Before saving a link to this or other charts, take a minute to set it up for the information you want, refresh it and then save the link to your browser. Normally, discharge and gauge height are checked by default in the available parameters section at the top of the chart. You can add what you want, but you should check the box for Turbidity and you will want to choose enter 7 in the days block. Then click “Go” which will refresh the charts and then save that URL as a favorite.
Turbidity is the measure of how dirty the water is (and how much e coli bacteria is present). Simply put, turbidity below 10 is best for trout fishing and safe wading. Over 10 by a little you will want to know the water very well and as it goes up so does E Coli.
Setting the chart to show 7 days instead of a specific date range means it will show the current day and the previous 6 whenever you open it. If you don’t set it for 7 days, you’ll need to remember to set the date range and refresh the charts every time you open the link
Other than the specific turbidity number the graphs are easy to read, the bottom of the wave lines is the flow or height when there is no release. This is the optimal condition for wading and fishing the area. The closest the graph is to the bottom, the better. Over time, you can interpret this information based on your experience.
Many of us save as favorites two or three locations along the river from nearer the dam to down nearer Atlanta. Once you are familiar with the water flows you can reasonably estimate the conditions at other places you might want to fish.

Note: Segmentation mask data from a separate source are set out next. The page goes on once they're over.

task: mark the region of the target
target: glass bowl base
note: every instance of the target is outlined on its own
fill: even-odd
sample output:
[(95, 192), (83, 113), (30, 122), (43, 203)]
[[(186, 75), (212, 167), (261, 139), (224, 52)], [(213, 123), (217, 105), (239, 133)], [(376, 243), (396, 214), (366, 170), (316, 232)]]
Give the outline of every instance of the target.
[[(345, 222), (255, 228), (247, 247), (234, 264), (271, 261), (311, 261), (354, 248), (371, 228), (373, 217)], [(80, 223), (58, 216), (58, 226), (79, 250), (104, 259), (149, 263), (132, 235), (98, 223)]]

Sometimes, particularly after heavy rain storms, the Chattahoochee may settle down in terms of height and flow, there may be no releases, but the river remain unfishable for days. Rain water washing in from tributaries carries dirt and silt and may cloud the water to the point where it is unsafe to wade and trigger warnings about the level of E Coli present. Here’s a useful USGS link to turbidity levels and health warnings at Norcross and downstream near Atlanta: http://ga2.er.usgs.gov/bacteria/.
Any of these links would have saved us a drive this morning had we bothered to look, but we did have them available. In hindsight, we needed to look for a dam release the number of hours before we planned to fish that it takes the flow to get to our location; we needed to check the turbidity and as several did, whether the release, flow and water conditions would be better elsewhere.
Only after we know how release, flow and water clarity are affecting the where and when we would like to fish is it time to think about what flies might work.